Whether all this will work out in practice remains to be seen—these are, as the campaign acknowledges, plausible but still hypothetical numbers on a ledger. The claims opponents are making, though, assume voters won’t dig into the numbers or source materials; they’ll just see that big “3%” (and Harrell’s smiling face) and vote for the measure that would do very little and cost nothing.
According to campaign finance records, the group that sent out the misleading mailers, People for Responsible Social Housing, has spent more than half a million dollars on the anti-social housing campaign so far, and raised just over $430,000. The majority of that has come from just three entities—Microsoft ($100,000), Amazon ($100,000), and the Greater Seattle Metro Chamber of Commerce ($35,000).

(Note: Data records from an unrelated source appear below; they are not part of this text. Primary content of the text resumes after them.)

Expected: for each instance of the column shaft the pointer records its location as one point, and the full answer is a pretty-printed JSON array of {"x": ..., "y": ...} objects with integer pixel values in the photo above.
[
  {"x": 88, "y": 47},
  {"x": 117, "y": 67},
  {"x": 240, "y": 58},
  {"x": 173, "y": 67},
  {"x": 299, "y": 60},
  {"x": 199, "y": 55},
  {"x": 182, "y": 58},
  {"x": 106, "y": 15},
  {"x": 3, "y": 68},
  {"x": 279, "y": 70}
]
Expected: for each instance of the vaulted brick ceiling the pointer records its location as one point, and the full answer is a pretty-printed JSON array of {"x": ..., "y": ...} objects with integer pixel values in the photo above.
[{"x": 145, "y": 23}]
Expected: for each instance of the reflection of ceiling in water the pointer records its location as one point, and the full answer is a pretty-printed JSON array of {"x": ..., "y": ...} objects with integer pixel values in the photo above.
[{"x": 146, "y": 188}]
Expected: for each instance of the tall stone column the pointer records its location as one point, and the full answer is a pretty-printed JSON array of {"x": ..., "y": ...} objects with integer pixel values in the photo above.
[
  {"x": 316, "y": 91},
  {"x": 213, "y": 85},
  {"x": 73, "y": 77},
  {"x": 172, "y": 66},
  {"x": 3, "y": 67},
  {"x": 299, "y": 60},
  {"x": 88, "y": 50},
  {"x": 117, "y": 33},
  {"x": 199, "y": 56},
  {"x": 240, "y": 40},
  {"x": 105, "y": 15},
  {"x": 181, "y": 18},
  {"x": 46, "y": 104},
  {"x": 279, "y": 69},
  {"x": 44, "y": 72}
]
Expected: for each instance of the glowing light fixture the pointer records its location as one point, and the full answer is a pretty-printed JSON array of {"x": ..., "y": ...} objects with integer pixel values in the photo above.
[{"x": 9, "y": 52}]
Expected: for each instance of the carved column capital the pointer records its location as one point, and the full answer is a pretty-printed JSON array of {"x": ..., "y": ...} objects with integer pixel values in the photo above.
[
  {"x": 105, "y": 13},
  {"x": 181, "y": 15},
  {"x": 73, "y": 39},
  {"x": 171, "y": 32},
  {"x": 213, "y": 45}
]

Misleading Mailers Inaccurately Imply Social Housing is a Homelessness Solution.
Those mailers sound like the work of Cathy Allen who would do anything for a buck.
The one thing everyone who mentions Vienna, etc…leave out? Those place have strong tenant controls, tenant councils etc…
Bottom line? If you are some loser who causes problems in your social housing unit, you find yourself out the door. Here in the “how dare you judge this poor innocent victim of capitalism” land, you’ll have a hard time keeping the upper end income folks who’s subsidies keep the system going when they can’t boot the problem child down the hall.
There are more than one solution to that problem. Conflict resolution and safety are important issues that can be intertwined with disability justice, healthcare, and beyond. Evicting people is not viable unless there is another building they can be sent to and other consequences that will not destroy someone’s life further. That is what Prop 1A will make possible
IOW “Splunge”. No actual content or hard choices like the Europeans do with their social housing, just mushmouthed rhetoric.
Good luck attracting those folk who are supposed to pay up when they just get equity speak about the loser down the hall hassling folks and trashing the place.
Gosh, did Publicola ever sit down with “House Our Neighbors” and ask any hard questions about the basic finances behind their social housing idea? Who votes for anything they don’t fully understand?
What is your question? Social housing is transformative with its internal subsidy model where everyone pays a third of their income even as their income rises or falls. This means more safety and less tax money per unit.
This will somehow end up making some landowner a windfall, be branded a failure when it does nothing to get homeless people off the streets, and will be repeated in 10 or 20 years under a different name.
Vienna has one of the best social housing programs in the world, with everyone from high-income professionals to retirees all living in the same building. That’s because Vienna controls its land, vs the private sector taking publicly created wealth as their own and selling it to the public at market rates.
Prop 1A will succeed by taking note of every relevant part of models like Vienna’s. When the Social Housing Developer buys land, that land becomes public…
I have tenants around me in my public housing who are falling for this as the “smart” move.
That’s unfortunate. Please share with them that Prop 1A will tax corporations paying individuals more than $1 million to help fund cross-class, permanently affordable housing for Seattleites with a range of incomes, while Prop 1B will take money away from the existing housing system in order to help Amazon and other big businesses avoid paying their fair share.